Meine Aussage bezog sich auch auf die Gewichtsverteilung, da wird immer so getan, als ob der Dämpfer weit unten in der Mitte einen unglaublichen Handlingvorteil bringen würde . Aber das stimmt halt nicht, im Verhältnis zur Gesamtgewichtsverteiling ist die Position des Dämpfers völlig unwichtig. Ein um 10mm niedrigeres Tretlager bringt da schon viel mehr.



> Fakt ist dass das jetzige Epic bei seiner Präsentation 2003 ein richtiger Paukenschlag war. Ein immenser Imagegewinn für die Firma Specialized.



Das kann man mit Fug und Recht behaupten.



> Deswegen wird es Zeit ein komplett NEUES Epic zu bringen.
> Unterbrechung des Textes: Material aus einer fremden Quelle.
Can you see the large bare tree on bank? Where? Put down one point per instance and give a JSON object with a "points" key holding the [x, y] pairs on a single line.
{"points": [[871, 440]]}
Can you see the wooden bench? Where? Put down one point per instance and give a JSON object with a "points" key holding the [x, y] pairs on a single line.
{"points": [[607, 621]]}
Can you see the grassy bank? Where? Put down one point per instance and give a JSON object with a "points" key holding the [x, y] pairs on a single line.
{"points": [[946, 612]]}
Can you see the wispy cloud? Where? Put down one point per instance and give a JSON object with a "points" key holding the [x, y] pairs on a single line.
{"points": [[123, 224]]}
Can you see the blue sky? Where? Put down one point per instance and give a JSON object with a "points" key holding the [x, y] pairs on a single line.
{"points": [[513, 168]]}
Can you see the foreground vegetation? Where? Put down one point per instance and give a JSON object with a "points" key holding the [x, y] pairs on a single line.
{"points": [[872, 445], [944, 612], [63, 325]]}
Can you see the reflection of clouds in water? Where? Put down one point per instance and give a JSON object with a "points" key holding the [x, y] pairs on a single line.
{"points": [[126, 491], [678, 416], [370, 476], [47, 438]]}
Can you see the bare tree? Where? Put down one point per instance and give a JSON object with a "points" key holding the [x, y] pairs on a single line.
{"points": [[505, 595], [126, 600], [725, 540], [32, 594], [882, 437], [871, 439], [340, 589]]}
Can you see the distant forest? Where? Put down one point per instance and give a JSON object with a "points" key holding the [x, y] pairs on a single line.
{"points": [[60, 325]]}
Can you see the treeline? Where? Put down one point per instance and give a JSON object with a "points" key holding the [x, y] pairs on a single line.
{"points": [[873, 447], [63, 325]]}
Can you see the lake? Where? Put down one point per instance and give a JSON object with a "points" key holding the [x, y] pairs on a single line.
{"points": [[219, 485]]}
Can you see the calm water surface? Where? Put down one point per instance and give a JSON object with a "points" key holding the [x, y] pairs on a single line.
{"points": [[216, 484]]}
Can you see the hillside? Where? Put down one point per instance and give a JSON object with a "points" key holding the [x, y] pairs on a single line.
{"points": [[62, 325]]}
Nicht nochmal ein modifiziertes wie all die Jahre bisher. Eine derart innovative Firma wie Specialized MUSS ein komplett neu designtes Epic bringen. Es wird ganz anders aussehen. Da bin ich mir 100% sicher!
> Auch wenns rein funktionell vielleicht gar nicht nötig wäre.



Das ist gut möglich, ich fände es allerdings schade, das tolle Rahmendesign einfach so wieder aufzugeben . 
Für mich (kein Racer) wäre auch ein Epic mit 125mm FW hinten, und dem aktuellen Design ein Traum


----------



## Supersmart#1 (4. Mai 2008)

Hallo zusammen!
Bin neu hier und dache ich schließ mich mal der Diskussion an. Fahre selbst ein Epic 2008 und hab hier von das Bild mit der Sportskanone und dem etwas sonderbaren Epic gestossen. Ich denke dieser Link könnte euch interessieren... 
 http://www.slowtwitch.com/Interview/XTERRA_maven_Conrad_Stoltz_189.html[/URL]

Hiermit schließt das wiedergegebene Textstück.